Component/s: Misc Library

Labels:
Description
Scala's BigDecimal.hashCode() implementation, while not technically broken, is implemented in such a way as to nearly guarantee a large number of collisions. The current implementation looks like this:
override def hashCode(): Int = if (isWhole) unifiedPrimitiveHashcode else doubleValue.##
unifiedPrimitiveHashcode essentially casts this to an Int and returns the result.
There are several problems with this implementation. For the time being, let's ignore whole numbers caught by if(isWhole) and assume we're working with numbers having fractional parts. The fact that the number's Double representation is used to calculate the hash value in this case yields the following undesirable properties:
 All BigDecimal values greater than Double.MaxValue have equivalent hash values, since they all map to Double.PositiveInfinity
 All BigDecimal values less than Double.MinValue have equivalent hash values for the same reason
 All BigDecimal values with absolute value smaller than Double.MinPositiveValue have equivalent hash values, since they all map to 0.0
 All BigDecimal values with more than 17 significant digits have nearby neighboring values with the same hash value, since all the digits after the first 17 are truncated by the cast to Double
Here is some simple test code that demonstrates the problem:
val doubleEpsilon: BigDecimal = BigDecimal(Double.MinPositiveValue) //4.9E324 val subLong: BigDecimal = BigDecimal(Long.MaxValue / 2) val smallNumbers: Set[Int] = (1 to 100) map (i => (doubleEpsilon * i / 1000).##) toSet val largeNumbers: Set[Int] = (1 to 100) map (i => (subLong + i + 0.1).##) toSet //smallNumbers.size == 1 //largeNumbers.size == 1
BigDecimal values that are whole numbers fare slightly better. Since they are cast to Ints, their lower 32 bits are used as the hash value, solving the nearby neighbor collision problem. Unfortunately, since only the first 32 bits are used, it is trivial to generate collisions between them simply by flipping bits beyond the first 32. This will lead to poor performance for any algorithms using them as masks, multiplying or dividing by large powers of two, working with Mersenne primes, etc.

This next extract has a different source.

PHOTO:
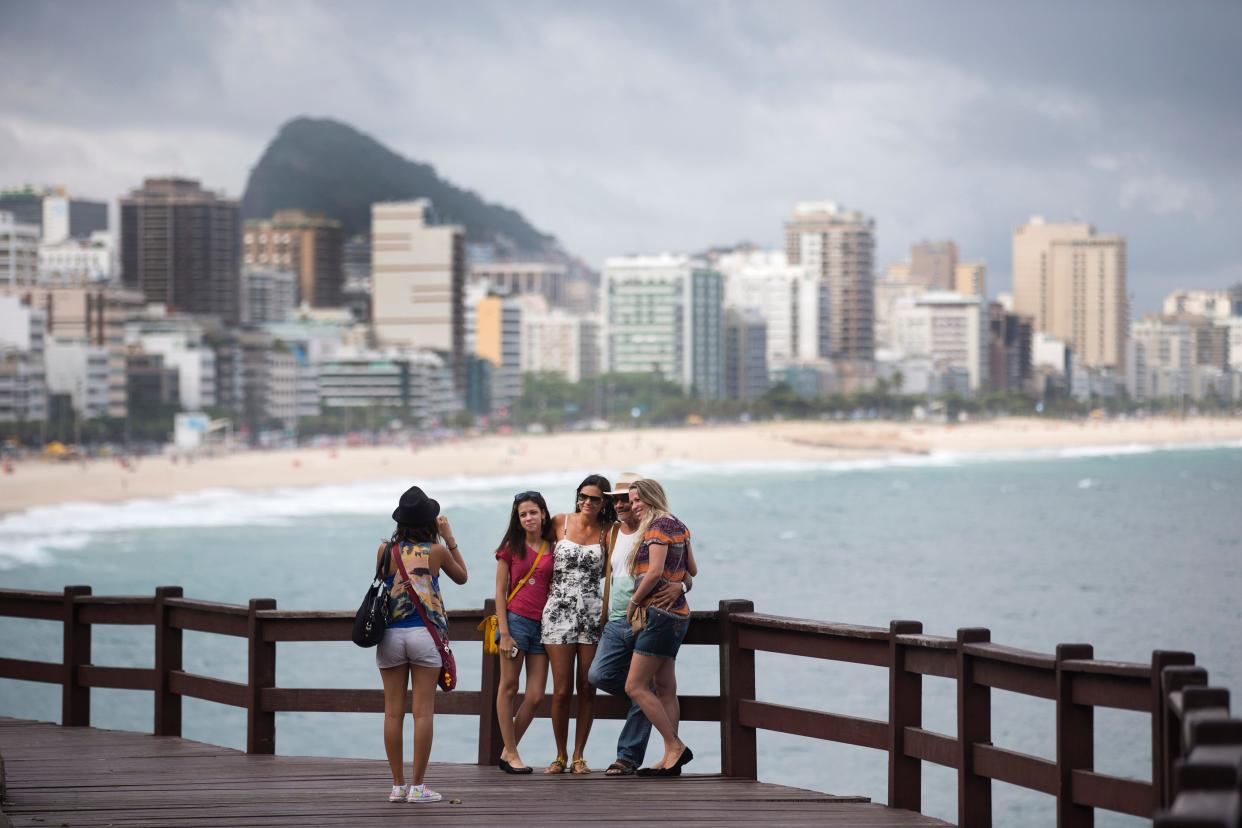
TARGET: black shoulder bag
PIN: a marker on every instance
(371, 617)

The following improved hashCode() implementation, presented as pseudocode, should solve both of these problems and is relatively simple. Since hashCode would be more expensive to calculate, it might make sense to store the result as well. I haven't tested this implementation.

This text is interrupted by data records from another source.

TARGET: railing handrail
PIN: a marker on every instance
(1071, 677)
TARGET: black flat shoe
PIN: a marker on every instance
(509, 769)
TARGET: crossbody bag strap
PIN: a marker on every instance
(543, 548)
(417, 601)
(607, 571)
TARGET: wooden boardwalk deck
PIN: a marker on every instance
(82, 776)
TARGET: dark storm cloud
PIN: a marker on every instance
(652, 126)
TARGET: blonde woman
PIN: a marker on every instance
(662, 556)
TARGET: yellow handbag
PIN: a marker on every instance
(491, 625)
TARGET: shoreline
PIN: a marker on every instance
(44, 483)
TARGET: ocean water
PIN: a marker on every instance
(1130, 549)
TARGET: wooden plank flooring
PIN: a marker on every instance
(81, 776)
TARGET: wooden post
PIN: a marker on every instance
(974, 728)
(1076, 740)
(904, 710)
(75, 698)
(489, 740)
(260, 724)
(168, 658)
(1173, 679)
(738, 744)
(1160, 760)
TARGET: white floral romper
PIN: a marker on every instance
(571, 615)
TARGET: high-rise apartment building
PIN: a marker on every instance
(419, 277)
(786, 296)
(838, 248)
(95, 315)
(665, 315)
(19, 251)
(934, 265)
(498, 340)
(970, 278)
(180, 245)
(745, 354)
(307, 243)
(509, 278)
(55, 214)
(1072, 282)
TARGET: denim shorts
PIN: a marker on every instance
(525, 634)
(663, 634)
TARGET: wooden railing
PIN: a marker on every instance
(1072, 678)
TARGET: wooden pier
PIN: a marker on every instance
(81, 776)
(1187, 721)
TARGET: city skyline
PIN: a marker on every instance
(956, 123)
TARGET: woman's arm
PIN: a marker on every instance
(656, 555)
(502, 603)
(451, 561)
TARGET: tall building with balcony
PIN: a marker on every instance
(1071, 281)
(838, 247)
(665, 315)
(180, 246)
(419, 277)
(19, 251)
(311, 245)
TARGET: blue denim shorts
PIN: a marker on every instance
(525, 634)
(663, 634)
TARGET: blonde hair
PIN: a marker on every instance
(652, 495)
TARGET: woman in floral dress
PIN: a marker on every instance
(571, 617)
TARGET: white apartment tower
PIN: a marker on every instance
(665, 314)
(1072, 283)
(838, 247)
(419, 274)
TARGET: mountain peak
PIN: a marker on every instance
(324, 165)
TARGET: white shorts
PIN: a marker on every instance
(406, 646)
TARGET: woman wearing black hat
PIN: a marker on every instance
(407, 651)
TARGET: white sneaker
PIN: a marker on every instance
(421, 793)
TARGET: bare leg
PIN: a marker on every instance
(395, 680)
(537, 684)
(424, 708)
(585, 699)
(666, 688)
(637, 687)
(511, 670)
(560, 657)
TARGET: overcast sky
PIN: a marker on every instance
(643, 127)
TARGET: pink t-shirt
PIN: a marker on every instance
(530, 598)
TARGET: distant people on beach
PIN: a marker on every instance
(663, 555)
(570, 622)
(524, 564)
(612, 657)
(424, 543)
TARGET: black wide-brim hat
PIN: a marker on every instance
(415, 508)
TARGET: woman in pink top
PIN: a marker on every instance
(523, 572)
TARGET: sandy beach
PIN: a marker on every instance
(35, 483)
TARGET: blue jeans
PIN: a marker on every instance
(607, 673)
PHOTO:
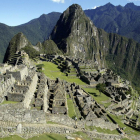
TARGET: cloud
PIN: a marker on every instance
(59, 1)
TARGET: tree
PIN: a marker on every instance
(101, 87)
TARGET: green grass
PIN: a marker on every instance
(8, 102)
(71, 109)
(96, 95)
(52, 72)
(100, 130)
(84, 136)
(39, 137)
(127, 129)
(14, 137)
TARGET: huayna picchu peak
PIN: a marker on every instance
(79, 84)
(76, 35)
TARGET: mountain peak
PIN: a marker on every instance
(74, 9)
(109, 4)
(129, 4)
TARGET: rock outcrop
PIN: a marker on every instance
(77, 36)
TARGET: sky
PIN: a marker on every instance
(16, 12)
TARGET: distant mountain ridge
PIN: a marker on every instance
(117, 19)
(78, 37)
(37, 30)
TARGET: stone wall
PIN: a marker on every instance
(20, 74)
(15, 97)
(65, 120)
(5, 86)
(98, 122)
(29, 94)
(17, 113)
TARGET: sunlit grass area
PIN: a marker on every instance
(9, 102)
(99, 98)
(51, 71)
(71, 109)
(39, 137)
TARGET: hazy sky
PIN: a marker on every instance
(16, 12)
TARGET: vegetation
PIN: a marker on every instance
(52, 71)
(100, 87)
(9, 102)
(49, 47)
(71, 109)
(31, 52)
(97, 97)
(39, 137)
(36, 30)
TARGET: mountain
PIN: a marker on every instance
(17, 43)
(78, 37)
(113, 19)
(36, 30)
(117, 19)
(132, 6)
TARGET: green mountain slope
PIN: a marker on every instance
(80, 38)
(36, 30)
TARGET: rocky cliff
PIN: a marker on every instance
(18, 42)
(76, 35)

override def hashCode(): Int = { if (isWhole && this < Int.MaxValue && this > Int.MinValue) unifiedPrimitiveHashcode //This makes the hashCode implementation consistent with Int representations else { //convert to string (fully expanded, no scientific notation) //if string contains ".": // strip trailing 0s // strip trailing . // //return string's hashcode } }
I don't see a problem with this implementation, though we should find a way out of the number nurturing business.